A person with social anxiety feels a great deal of stress when in social situations. This stress can be so powerful that it causes the affected person to avoid social situations at all costs. More severe cases of social anxiety is considered social anxiety disorder.
Like other types of anxiety disorders, people who suffer from social anxiety will experience symptoms, like:
- Avoidance of social situations
- Panic attacks
- Feeling shut down when in social interactions
- Feeling unable to speak or interact with others
- Believing you are making others feel uncomfortable
- Feeling awkward or embarrassed
- Feeling like people are judging you
- Sweaty palms
- Racing heartbeat
- Racing thoughts
- Anger or irritability
Social anxiety affects people in many different ways. For most, social anxiety causes a major strain on relationship building skills and socializing. A person with social anxiety may have difficulty making and maintaining friendships. They may also struggle with their own self-image and misinterpret how they are seen by others.

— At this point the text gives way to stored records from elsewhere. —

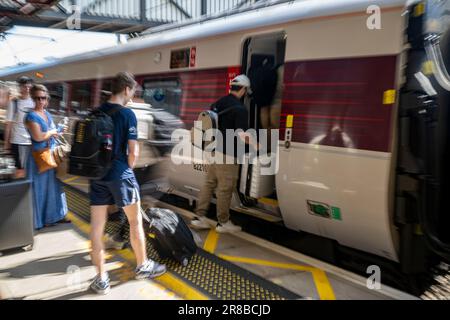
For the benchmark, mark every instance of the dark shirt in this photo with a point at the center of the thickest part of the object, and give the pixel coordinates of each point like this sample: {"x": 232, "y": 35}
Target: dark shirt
{"x": 236, "y": 118}
{"x": 125, "y": 128}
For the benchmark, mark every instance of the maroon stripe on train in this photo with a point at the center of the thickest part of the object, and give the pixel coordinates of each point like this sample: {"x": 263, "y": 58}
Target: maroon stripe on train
{"x": 200, "y": 89}
{"x": 339, "y": 102}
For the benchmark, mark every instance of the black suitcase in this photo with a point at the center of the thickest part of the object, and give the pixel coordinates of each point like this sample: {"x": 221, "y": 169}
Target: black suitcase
{"x": 172, "y": 238}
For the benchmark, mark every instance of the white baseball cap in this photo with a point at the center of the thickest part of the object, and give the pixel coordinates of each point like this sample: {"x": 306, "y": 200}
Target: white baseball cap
{"x": 243, "y": 81}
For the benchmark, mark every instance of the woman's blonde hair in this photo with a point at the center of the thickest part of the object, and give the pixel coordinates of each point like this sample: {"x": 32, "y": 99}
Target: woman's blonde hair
{"x": 39, "y": 87}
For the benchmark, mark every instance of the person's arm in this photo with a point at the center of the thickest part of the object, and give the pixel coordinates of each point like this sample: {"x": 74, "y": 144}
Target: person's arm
{"x": 241, "y": 122}
{"x": 133, "y": 145}
{"x": 37, "y": 134}
{"x": 8, "y": 126}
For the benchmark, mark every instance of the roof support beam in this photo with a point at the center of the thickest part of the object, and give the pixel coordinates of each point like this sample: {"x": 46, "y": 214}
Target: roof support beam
{"x": 180, "y": 8}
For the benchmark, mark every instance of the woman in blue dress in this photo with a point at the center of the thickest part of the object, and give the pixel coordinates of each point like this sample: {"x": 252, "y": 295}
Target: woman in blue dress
{"x": 49, "y": 201}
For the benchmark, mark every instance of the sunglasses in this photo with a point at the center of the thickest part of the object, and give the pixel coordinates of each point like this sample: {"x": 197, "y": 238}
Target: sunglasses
{"x": 40, "y": 98}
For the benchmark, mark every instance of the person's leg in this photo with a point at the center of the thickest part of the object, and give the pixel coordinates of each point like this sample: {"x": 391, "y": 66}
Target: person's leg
{"x": 206, "y": 191}
{"x": 15, "y": 151}
{"x": 265, "y": 117}
{"x": 98, "y": 221}
{"x": 227, "y": 176}
{"x": 137, "y": 236}
{"x": 100, "y": 200}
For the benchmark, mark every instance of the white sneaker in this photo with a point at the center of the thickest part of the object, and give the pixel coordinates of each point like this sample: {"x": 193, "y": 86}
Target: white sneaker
{"x": 228, "y": 227}
{"x": 200, "y": 223}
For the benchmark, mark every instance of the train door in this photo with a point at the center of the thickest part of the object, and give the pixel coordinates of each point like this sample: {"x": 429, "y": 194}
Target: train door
{"x": 263, "y": 62}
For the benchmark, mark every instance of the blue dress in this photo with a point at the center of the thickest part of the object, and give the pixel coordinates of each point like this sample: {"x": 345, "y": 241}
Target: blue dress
{"x": 49, "y": 201}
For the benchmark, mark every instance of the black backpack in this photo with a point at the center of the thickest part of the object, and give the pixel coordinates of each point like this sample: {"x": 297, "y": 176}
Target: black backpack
{"x": 209, "y": 120}
{"x": 92, "y": 147}
{"x": 171, "y": 238}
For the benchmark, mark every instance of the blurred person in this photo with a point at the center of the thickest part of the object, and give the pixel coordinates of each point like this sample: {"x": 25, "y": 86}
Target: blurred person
{"x": 119, "y": 187}
{"x": 17, "y": 139}
{"x": 49, "y": 201}
{"x": 223, "y": 177}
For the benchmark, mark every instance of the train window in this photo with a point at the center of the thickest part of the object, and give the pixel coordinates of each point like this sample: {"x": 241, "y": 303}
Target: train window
{"x": 180, "y": 58}
{"x": 105, "y": 93}
{"x": 163, "y": 94}
{"x": 58, "y": 94}
{"x": 81, "y": 97}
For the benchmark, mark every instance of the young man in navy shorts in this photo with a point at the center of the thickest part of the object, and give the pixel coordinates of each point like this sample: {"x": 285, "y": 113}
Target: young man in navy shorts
{"x": 120, "y": 187}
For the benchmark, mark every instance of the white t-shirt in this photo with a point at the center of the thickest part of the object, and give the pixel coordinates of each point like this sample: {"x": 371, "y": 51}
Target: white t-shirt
{"x": 19, "y": 134}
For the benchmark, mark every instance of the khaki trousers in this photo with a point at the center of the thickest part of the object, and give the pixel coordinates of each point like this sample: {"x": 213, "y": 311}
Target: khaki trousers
{"x": 222, "y": 178}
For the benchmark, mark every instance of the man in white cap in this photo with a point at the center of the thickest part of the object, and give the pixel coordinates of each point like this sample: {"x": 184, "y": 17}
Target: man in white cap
{"x": 223, "y": 177}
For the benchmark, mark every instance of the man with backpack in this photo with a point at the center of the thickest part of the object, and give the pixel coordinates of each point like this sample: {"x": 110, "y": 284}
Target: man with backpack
{"x": 232, "y": 114}
{"x": 119, "y": 187}
{"x": 17, "y": 138}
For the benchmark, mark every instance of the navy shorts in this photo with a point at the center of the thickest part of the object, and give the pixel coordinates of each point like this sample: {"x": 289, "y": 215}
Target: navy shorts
{"x": 119, "y": 192}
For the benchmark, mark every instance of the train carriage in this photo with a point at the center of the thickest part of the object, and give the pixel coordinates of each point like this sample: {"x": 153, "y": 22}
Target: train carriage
{"x": 349, "y": 91}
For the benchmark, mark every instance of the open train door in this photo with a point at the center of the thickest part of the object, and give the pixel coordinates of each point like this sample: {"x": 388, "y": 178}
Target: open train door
{"x": 263, "y": 62}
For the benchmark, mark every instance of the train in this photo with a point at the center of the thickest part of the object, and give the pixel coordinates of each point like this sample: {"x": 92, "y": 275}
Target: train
{"x": 363, "y": 130}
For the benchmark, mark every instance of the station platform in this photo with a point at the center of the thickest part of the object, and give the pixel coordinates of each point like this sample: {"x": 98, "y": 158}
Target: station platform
{"x": 226, "y": 267}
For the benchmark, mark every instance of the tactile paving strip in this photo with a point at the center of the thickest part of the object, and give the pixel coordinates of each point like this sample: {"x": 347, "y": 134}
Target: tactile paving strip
{"x": 215, "y": 277}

This makes many different kinds of situations a challenge, including:
- Attending social events
- Participating in group conversation
- Working with others
- Performing or presenting information
- Confronting others in a healthy way
- Being assertive
- Interacting with people
- Speaking on the phone
- Ordering food
- Asking for help
The First Step: Identify Uncomfortable Social Situations
It is difficult to live with social anxiety, but there are things that can be done to reduce its effects. Reducing symptoms will make social situations easier.
Affected people have situations where we feel comfortable and situations that cause anxiety. Some people may be uncomfortable around people they do not know, while others do not do well in large crowds. Everyone is different, and it is important to be aware of the situations that cause the most stress for you.
The first step to reducing social anxiety is to identify your triggers. Everyone has different triggers and situations that cause social anxiety. It is important to understand your own triggers when seeking therapy.
How Therapy Helps People With Social Anxiety
Consulting with a therapist is an important part of overcoming your social anxiety. If you are having trouble identifying your triggers, that’s okay. Your therapist will be able to help you understand the situations that cause the most stress for you.
Your therapist is going to play a key role in learning how to manage your social anxiety. They will be able to help you to understand your triggers and how your triggers developed.
They will work with you by using different therapeutic techniques. These techniques help you understand and develop coping strategies for your social anxiety.
Effective forms of therapy that are incorporated into treatment for social anxiety include:
Cognitive behavioral therapy (CBT). is a form of therapy that targets negative self-talk. The process of this technique is to:
- Learn how to challenge your negative self-talk
- Change how you interpret stressful situations
This process helps you restructure how you think and act in social situations.
Talk therapy is an important part of treating social anxiety. With talk therapy, you will learn how to identify the problem areas of your thinking, like:
- Poor self-image
- Drawing conclusions about others
Talk therapy also helps you learn how to strengthen your coping strategies. It does this by teaching you how to separate the past from the present and track your personal growth.
Dialectical Behavioral Therapy (DBT) incorporates mindfulness skills into therapy. With DBT, you learn how to regulate your anxious feelings, thoughts and behavior. DBT helps you learn how to cope with your social anxiety in the moment that you are feeling anxious. It helps you to relax your body and mind to reduce symptoms.
Muscle Relaxation Exercises. People with social anxiety suffer from muscle tension when feeling triggered. With muscle relaxation exercises, you can learn to relax when interacting with others.
Deep Breathing Exercises. Deep breathing makes a big difference for people who struggle with social situations. Deep breathing exercises help you learn how to breathe when feeling stressed. The breathing reduces symptoms like muscle tension and racing thoughts.
The oxygen you pull into your lungs creates a euphoric feeling. This euphoric feeling relaxes the muscles. It helps you feel calm in uncomfortable situations.
Seeking Therapy For Social Anxiety
Social anxiety is difficult to cope with. Sometimes it could feel like you are isolated, awkward, and can never get better. With these feelings, it is hard to feel worthy or capable of developing friendships, relationships and social hobbies. Each of these can feel isolating and can cause depression without therapy.
It is possible to improve your social skills and reduce your social anxiety. Therapy will help you learn ways to manage your symptoms. It is the first step in reducing your social anxiety and feeling better.